Хвалит его за любовь к Богу и ближнему, дает свой суд о сочинениях Дионисия Александрийского и свое мнение о выражении «подобное по сущности». В заключение просит Максима посещать его или писать к нему. (Писано около 361 г.)

Слова действительно суть изображения души. Поэтому и я узнал тебя из письма, сколько, как говорится, льва узнают по когтям; и порадовался, нашедши, что неленостно стремишься к первым и важнейшим из благ – разумею любовь к Богу и любовь к ближнему. А за признак одной любви беру твое благорасположение ко мне, за признак другой – ревность к познанию. Всякому же Христову ученику известно, что в сих двух благах заключается все.

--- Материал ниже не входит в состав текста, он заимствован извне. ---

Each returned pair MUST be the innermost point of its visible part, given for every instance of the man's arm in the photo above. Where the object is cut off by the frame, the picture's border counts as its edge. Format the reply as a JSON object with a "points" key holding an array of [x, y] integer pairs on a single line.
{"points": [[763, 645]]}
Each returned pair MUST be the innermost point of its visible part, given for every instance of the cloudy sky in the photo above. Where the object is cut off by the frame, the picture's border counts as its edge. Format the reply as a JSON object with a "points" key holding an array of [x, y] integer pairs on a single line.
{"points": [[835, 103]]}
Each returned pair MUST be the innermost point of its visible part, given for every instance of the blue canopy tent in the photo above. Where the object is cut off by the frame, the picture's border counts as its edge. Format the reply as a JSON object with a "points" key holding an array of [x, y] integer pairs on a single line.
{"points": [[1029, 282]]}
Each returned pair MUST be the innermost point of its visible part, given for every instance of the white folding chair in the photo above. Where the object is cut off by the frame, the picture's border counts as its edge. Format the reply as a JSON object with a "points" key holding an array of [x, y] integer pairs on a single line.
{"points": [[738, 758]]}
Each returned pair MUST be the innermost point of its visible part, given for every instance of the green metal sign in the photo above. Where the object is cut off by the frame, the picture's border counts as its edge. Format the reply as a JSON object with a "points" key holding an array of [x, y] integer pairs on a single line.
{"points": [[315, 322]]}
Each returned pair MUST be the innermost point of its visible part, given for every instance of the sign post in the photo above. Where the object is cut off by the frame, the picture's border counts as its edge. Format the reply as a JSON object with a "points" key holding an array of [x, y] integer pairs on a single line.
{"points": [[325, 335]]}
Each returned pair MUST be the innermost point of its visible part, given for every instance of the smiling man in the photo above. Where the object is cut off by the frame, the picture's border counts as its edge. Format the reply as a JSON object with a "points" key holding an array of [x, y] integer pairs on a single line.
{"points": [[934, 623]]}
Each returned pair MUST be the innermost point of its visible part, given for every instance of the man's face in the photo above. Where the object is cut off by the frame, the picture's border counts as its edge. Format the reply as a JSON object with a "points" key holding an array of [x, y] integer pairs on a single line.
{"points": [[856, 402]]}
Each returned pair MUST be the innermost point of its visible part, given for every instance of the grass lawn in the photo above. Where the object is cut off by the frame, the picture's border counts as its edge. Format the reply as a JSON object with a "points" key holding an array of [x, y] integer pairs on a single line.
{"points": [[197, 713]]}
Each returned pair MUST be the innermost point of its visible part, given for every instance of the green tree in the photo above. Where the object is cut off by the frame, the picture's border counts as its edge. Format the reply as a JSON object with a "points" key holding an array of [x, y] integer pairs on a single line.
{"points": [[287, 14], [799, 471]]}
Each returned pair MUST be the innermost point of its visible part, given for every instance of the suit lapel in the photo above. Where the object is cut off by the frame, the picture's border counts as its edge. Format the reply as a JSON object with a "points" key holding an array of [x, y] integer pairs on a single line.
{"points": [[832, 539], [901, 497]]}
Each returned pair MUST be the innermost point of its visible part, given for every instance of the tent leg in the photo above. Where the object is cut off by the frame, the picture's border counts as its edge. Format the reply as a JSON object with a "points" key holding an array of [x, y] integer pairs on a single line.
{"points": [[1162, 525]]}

Что касается до сочинений Дионисия, которых просишь, то весьма многие доходили до меня, но теперь не имею у себя книг, потому и не послал. А мое мнение о них таково. Не все хвалю у Дионисия, иное же и вовсе отметаю, потому что, сколько мне известно, он почти первый снабдил людей семенами этого нечестия, которое столько наделало ныне шуму; говорю об учении аномеев. И причиной сему полагаю не лукавое его намерение, а сильное желание оспорить Савеллия. Обыкновенно уподобляю я его садовнику, который начинает выпрямлять кривизну молодого растения, а потом, не зная умеренности в разгибе, не останавливается на середине и перегибает стебель в противную сторону. Подобное нечто, нахожу я, было и с Дионисием. В сильной борьбе с нечестием Ливиянина чрезмерным своим ревнованием, сам того не примечая, вовлечен он в противоположное зло. Достаточно было бы доказать ему только, что Отец и Сын не одно и то же в подлежащем, и удовольствоваться такой победой над хульником. Но он, чтобы во всей очевидности и с избытком одержать верх, утверждает не только инаковость Ипостаси, но и равность сущности, постепенность могущества, различие славы, а от сего произошло, что одно зло обменял он на другое и сам уклоняется от правого учения. Таким образом далее разногласит с собою в своих сочинениях: то отвергает єдиносущне, потому что противник худо воспользовался сим понятием, когда отрицал Ипостаси, то принимает оное, когда защищается против своего соименника. Сверх же сего и о Духе употребил он речения, всего менее приличные Духу, – исключает Его из поклоняемого Божества и сопричисляет к какому-то дольнему, тварному и служебному естеству. Такой-то сей Дионисий!